As chief, Little Bear demands a bride. The two boys and the tiny people have a final celebration, during which Boone becomes Little Bear's blood brotherbefore the miniature people are sent home through the cupboard. Each boy keeps the now-plastic image of their friend as a memento, and Omri gives the cupboard's key back to his mother so that he will not be tempted to bring them back.Lynne Reid Banks was evacuated from England to Canada during World War II, and she then returned to England in to study for the pfmlures.com later became a freelance journalist and playwright and in became the first female TV news reporter.
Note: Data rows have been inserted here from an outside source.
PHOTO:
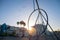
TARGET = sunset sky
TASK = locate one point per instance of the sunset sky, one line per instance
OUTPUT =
(12, 11)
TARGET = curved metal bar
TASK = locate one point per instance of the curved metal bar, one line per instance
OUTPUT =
(42, 16)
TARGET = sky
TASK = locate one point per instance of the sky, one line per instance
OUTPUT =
(12, 11)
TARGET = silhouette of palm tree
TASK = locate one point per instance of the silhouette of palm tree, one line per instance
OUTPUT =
(21, 22)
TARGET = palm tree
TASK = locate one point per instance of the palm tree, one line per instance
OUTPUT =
(22, 23)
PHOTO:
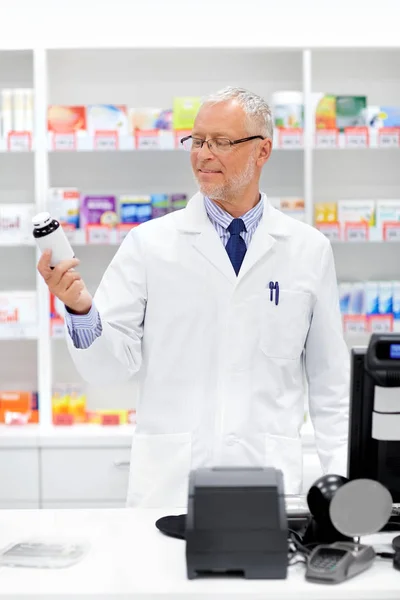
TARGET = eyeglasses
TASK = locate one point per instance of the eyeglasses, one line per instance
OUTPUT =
(215, 145)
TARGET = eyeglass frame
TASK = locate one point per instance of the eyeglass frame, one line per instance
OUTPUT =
(231, 143)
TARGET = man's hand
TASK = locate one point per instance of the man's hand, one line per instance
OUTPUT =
(66, 283)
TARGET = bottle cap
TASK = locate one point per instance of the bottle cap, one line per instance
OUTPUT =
(41, 219)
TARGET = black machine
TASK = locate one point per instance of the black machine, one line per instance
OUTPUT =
(236, 523)
(374, 428)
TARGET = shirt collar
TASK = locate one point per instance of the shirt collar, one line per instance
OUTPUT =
(219, 216)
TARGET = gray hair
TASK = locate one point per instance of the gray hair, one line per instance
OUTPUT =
(258, 112)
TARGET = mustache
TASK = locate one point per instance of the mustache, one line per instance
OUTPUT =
(208, 166)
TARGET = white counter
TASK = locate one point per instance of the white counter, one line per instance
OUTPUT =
(74, 436)
(130, 559)
(85, 435)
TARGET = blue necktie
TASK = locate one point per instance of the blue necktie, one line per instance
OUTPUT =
(236, 246)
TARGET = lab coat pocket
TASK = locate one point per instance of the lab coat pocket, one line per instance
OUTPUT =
(285, 453)
(160, 466)
(284, 326)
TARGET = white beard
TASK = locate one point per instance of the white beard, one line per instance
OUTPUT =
(233, 187)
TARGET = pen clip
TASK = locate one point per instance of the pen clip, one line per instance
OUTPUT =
(276, 293)
(271, 290)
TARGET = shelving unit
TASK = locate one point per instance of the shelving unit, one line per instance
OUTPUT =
(145, 77)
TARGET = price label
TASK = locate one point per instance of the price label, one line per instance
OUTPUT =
(391, 231)
(64, 142)
(389, 137)
(98, 234)
(356, 137)
(330, 230)
(291, 139)
(63, 419)
(326, 138)
(19, 141)
(110, 419)
(356, 232)
(123, 230)
(147, 140)
(106, 140)
(354, 324)
(380, 323)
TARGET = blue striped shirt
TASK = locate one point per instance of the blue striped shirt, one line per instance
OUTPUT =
(84, 329)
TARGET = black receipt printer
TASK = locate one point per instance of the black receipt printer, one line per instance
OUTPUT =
(236, 523)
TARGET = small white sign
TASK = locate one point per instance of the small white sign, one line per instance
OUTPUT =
(64, 141)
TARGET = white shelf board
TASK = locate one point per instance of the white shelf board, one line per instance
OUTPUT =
(166, 141)
(18, 332)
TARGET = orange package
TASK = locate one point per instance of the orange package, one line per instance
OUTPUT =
(66, 119)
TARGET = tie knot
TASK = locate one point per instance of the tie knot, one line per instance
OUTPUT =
(236, 227)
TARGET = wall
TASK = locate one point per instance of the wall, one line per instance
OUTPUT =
(202, 23)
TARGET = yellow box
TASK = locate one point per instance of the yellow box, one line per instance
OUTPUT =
(325, 212)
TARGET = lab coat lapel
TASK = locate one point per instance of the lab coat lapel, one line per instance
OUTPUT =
(272, 226)
(193, 221)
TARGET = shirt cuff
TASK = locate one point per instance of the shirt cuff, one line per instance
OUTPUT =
(88, 321)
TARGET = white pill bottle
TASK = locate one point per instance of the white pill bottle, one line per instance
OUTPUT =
(49, 234)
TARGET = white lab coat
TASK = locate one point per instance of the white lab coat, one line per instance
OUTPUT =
(221, 367)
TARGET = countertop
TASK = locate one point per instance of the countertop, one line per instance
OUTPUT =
(52, 436)
(130, 559)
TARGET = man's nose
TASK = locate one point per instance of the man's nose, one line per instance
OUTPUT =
(205, 152)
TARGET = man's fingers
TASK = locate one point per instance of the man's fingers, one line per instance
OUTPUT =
(63, 267)
(76, 286)
(67, 280)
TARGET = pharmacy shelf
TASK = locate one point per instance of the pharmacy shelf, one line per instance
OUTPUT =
(17, 143)
(300, 166)
(18, 332)
(157, 141)
(370, 139)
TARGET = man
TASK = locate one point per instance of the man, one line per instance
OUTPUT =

She has written many books for children, teenagers, and adults, including the bestselling The Indian in the Cupboard adventures/5. Secret of the Indian, The (Indian in the Cupboard) by Banks, Lynne Reid and a great selection of similar Used, New and Collectible Books available now at pfmlures.com Indian in Cupboard by Lynne Reid Banks, Signed - AbeBooks.
The Indian in the Cupboard For this month’s book report I read a book called ‘The Indian in the Cupboard’ by Lynne Reid Banks. This book was about a boy named Omri and his small Indian toy.
The Indian in the Cupboard by Lynne Reid Banks - review T he Indian in the Cupboard is about a boy called Omri who receives a plastic toy Indian from his friend Patrick. At first, he thinks it.
For this month’s book report I read a book called ‘The Indian in the Cupboard’ by Lynne Reid Banks. This book was about a boy named Omri and his small Indian toy. For Omri’s birthday he received a small Indian toy from a friend and a small cupboard from his brother.
Free Essay: Analysis of The Indian in the Cupboard by Lynne Reid Banks For this month’s book report I read a book called ‘The Indian in the Cupboard’ by.